Quando vemos Sócrates (Christian Malheiros) pela primeira vez, ele está tentando acordar a mãe, e não é preciso gritar desesperadamente e sacudi-la imóvel para que ele perceba que ela está morta. O adolescente, de 15 anos, mal tem tempo para cair na dor, porque as questões práticas se intrometem.

Ele assume o lugar de sua mãe em seu trabalho de faxineira, alegando que ela está tendo um “dia de doença”, mas o chefe, suspeitando, não quer pagá-lo. Enquanto isso, o aluguel está vencido. Desde criança, Sócrates está subitamente imerso em um mundo de miséria e desgraças adultas.

O relacionamento que se segue pode fornecer a Sócrates um pouco de consolo, mas dificilmente é o porto seguro

Uma assistente social designada para seu caso é compreensiva, mas revela que suas opções são limitadas e que ser mandado para um orfanato é a mais provável. O pai de Sócrates, ao que parece, está vivo, mas permanece uma figura distante e sinistra até o final da história.

Ele vagueia de um lugar para outro em busca de empregos, mas as leis que visam beneficiar a força de trabalho não o ajudam: quando um empregador em potencial pede uma prova de que ele tem 18 anos, ele não pode fornecê-la. No entanto, nem todo empregador segue a lei, mas quando Sócrates consegue um emprego transportando canos de metal em um ferro-velho, ele enfrenta um tipo de desafio totalmente diferente.

Também trabalhando no local está Maicon (Tales Ordakji), talvez dois ou três anos mais velho do que Sócrates, e a interação inicial dos dois surge em uma cena  brilhantemente encenada. É tudo uma questão de olhares e movimentos carregados e da forma sinuosa como a câmera os enquadra.

Sócrates trabalha duro e rápido, tentando provar a si mesmo, e isso evidentemente incomoda Maicon, que não precisa da competição. Logo a hostilidade silenciosa irrompe em brigas, e o chefe tem que ameaçá-los para restaurar a ordem. Quando os dois jovens se separam no final do dia, sua aparente inimizade parece esconder outra coisa.

É tudo uma questão de olhares e movimentos carregados e da forma sinuosa como a câmera os enquadra.

A sugestão de tensão sexual nesta cena vem à tona mais tarde, quando Maicon liga para Sócrates e oferece a possibilidade de outro emprego. O protagonista aparece na casa de Maicon e fica rapidamente claro que o trabalho era apenas um pretexto. Maicon está interessado em outra coisa, mas ele não é o primeiro a agir de acordo com esse interesse; quando Sócrates se move para beijá-lo, ele inicialmente recua – como se não estivesse totalmente confortável com a convergência sexual que acabou de colocar em movimento.

O relacionamento que se segue pode fornecer a Sócrates um pouco de consolo, mas dificilmente é o porto seguro de que ele obviamente precisa. E, em um sentido mais amplo, ser gay e negro é outra camada de complicação e dificuldade que ele deve enfrentar, que parece ter uma importância particular para seu relacionamento obscuro com seu pai.

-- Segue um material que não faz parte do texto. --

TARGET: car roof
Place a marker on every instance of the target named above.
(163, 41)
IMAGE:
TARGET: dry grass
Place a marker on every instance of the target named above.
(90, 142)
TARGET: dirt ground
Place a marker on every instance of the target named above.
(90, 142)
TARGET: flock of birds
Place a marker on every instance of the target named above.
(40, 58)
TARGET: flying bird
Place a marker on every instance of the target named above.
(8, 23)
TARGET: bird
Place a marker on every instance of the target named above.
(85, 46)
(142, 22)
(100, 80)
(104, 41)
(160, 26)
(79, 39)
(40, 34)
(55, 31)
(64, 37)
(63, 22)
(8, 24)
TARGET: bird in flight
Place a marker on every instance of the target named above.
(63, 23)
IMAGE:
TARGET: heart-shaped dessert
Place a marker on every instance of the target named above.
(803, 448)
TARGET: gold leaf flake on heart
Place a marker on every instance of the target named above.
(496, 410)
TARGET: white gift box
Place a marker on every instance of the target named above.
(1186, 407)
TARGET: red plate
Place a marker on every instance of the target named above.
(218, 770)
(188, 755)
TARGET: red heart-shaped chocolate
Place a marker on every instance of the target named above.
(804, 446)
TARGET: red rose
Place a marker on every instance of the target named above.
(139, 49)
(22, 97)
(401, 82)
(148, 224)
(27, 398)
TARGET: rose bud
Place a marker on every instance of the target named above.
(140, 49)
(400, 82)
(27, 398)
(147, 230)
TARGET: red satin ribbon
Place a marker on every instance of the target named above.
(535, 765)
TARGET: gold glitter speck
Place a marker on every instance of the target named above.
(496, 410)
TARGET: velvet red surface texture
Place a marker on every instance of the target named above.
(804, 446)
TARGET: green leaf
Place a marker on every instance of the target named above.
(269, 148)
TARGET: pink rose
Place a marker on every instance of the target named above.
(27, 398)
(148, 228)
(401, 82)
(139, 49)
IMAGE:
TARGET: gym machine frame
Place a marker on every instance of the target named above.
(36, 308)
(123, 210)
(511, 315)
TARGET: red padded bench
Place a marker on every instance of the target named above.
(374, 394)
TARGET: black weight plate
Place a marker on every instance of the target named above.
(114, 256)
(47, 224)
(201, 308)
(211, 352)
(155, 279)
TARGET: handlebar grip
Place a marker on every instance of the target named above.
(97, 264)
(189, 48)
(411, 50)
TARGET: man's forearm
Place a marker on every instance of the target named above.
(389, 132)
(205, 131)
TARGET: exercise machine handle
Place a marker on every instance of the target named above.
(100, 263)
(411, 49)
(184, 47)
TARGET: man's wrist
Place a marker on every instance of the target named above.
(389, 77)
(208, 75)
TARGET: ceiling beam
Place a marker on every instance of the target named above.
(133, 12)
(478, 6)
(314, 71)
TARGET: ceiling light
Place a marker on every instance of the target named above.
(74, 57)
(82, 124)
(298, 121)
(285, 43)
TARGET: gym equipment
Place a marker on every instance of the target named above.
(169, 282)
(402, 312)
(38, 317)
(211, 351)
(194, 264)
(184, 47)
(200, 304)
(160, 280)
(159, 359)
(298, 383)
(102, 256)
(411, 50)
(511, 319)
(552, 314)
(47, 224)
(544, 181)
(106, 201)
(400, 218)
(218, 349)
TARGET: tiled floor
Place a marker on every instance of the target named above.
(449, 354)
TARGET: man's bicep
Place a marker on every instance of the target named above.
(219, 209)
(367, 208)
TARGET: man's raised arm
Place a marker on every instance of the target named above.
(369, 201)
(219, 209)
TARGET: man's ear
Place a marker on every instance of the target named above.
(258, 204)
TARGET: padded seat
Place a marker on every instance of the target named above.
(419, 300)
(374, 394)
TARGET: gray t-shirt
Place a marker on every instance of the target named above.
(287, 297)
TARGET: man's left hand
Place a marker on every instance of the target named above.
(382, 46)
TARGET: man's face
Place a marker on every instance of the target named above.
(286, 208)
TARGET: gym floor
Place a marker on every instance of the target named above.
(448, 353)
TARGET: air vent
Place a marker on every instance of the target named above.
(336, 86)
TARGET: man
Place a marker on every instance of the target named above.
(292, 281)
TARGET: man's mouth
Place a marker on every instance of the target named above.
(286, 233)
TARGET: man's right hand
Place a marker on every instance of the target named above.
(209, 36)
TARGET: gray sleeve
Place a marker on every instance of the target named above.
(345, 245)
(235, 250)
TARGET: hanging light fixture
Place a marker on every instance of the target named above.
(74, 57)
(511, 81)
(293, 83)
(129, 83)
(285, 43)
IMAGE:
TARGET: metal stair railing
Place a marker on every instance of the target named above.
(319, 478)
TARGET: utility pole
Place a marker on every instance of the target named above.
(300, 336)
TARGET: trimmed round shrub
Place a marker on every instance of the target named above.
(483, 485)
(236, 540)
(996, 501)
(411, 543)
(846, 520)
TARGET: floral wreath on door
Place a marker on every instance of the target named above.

Uma das principais virtudes do roteiro de Moratto e Thanyá Montesso é como ele retém certas informações ou elementos dramáticos até o momento certo e, em seguida, os libera. O filme é muito habilmente traçado ao retratar a realidade brasileira. Na verdade, a extraordinária cinematografia de João Gabriel de Queiroz, colabora para nos imergir nesse mundo realista de miséria e sofrimento.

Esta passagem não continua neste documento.